Sebastian Lindner
· 02.08.2026
Le troisième jour du Tour, le peloton arrive en France. Et ce, quelques kilomètres seulement après le départ donné à Genève. L'ascension s'engage alors tout aussi rapidement. Le col de la Faucille, long de 11,4 kilomètres avec une pente moyenne de 6,3 %, est la première ascension de 1re catégorie du parcours. C'est ainsi que les coureurs atteignent le massif du Jura, où se déroulera le reste de la journée.
Cependant, le point culminant de la journée, situé au Faucille à un peu plus de 1 300 mètres d'altitude, est déjà atteint après 24 kilomètres. Après la descente de celui-ci, la Côte de Lajoux (3e catégorie) attend les coureurs peu de temps après. Ensuite, le parcours se poursuit pendant environ 30 kilomètres, tantôt en descente, tantôt en pente moins raide, avant d'aborder le col de la Savine (2e catégorie). Le terrain redevient ensuite en pente.

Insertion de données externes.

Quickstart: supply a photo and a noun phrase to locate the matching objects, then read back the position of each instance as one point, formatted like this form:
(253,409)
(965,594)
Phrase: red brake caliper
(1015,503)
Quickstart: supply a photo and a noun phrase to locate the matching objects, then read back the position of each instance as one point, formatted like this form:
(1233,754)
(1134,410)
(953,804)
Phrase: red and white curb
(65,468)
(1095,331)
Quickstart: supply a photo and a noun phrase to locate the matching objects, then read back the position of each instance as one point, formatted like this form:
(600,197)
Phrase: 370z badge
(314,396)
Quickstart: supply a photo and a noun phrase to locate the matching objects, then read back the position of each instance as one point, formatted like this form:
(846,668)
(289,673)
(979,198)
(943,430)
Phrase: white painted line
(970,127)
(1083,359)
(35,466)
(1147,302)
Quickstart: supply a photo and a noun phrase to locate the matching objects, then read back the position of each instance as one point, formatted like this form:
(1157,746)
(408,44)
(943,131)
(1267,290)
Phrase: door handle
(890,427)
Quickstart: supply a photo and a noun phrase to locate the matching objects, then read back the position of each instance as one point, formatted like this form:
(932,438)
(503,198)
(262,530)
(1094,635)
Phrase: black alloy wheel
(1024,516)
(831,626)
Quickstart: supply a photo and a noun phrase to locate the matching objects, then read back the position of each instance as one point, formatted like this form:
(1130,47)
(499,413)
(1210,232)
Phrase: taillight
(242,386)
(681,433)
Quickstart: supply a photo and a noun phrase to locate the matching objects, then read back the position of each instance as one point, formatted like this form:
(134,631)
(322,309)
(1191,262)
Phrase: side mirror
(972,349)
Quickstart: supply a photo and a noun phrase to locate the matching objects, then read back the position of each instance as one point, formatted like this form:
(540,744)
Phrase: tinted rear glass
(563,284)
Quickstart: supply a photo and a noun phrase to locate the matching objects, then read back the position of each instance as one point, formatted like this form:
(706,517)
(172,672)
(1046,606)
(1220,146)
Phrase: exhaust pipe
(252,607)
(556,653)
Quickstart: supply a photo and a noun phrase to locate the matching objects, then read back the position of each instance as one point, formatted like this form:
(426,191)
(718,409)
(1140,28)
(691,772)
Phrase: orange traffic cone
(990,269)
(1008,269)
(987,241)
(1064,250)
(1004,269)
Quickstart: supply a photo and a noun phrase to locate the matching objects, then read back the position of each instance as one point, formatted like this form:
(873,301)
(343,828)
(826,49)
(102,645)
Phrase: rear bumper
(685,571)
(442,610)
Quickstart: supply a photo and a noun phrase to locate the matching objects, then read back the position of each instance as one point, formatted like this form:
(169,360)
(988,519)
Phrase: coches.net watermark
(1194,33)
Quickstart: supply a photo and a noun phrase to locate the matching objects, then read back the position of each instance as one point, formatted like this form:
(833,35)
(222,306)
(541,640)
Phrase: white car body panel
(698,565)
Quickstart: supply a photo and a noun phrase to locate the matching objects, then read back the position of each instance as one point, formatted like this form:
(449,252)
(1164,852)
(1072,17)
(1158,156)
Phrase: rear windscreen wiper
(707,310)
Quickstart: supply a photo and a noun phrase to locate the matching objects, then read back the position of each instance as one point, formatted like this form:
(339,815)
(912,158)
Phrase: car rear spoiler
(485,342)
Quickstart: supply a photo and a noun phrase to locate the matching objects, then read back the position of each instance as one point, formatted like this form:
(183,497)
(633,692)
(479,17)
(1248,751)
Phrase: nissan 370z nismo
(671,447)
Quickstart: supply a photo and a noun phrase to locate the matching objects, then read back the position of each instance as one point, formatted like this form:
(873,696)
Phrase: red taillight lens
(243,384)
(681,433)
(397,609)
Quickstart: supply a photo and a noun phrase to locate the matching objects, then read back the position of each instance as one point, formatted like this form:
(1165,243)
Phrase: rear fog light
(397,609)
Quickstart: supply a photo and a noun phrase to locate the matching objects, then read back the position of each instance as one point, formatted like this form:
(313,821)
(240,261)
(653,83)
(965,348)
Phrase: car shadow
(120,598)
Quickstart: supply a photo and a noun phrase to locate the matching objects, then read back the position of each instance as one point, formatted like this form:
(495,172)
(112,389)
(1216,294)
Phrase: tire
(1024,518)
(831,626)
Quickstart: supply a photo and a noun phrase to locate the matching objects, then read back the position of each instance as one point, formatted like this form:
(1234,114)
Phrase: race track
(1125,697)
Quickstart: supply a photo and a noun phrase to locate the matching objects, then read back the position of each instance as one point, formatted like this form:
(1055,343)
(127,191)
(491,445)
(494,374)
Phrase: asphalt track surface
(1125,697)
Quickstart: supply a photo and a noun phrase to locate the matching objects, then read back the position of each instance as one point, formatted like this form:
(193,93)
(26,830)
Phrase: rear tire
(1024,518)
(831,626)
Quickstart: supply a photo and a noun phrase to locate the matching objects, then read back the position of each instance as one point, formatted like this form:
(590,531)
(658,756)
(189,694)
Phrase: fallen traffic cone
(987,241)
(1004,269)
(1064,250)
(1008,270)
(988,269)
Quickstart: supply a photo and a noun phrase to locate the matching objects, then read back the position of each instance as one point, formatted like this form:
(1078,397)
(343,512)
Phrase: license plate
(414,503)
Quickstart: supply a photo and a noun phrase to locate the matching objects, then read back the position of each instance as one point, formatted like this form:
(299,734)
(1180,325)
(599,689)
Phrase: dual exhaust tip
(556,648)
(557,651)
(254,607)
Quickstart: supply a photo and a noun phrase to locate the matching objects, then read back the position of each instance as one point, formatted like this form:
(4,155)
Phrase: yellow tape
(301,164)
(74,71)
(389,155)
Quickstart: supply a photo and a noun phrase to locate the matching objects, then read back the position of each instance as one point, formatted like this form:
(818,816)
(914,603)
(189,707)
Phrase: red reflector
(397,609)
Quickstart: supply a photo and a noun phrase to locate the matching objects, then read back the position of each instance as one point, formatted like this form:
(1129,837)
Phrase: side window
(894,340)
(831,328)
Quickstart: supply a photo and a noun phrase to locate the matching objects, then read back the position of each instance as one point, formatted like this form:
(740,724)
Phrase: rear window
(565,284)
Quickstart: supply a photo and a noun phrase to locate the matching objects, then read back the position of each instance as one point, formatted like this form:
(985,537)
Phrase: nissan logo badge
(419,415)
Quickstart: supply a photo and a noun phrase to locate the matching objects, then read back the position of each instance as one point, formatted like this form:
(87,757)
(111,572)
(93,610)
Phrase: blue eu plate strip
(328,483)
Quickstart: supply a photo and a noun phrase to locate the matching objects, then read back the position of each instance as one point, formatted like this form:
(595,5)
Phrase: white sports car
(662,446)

Mis à part quelques petites côtes comme la Côte de Chaux-Champagny (4e catégorie), à environ 24 kilomètres de l'arrivée, suivie seulement 600 mètres plus loin par le premier sprint bonifié du Tour, il n'y a plus d'obstacles majeurs à franchir. Après une descente de dix kilomètres, le parcours se poursuit sur un tronçon plat jusqu’à Poligny, où la finale se déroulera sur une longue ligne droite en légère montée. Les dernières difficultés se trouvent peu après la borne des 2 000 mètres, avec notamment un virage serré à gauche.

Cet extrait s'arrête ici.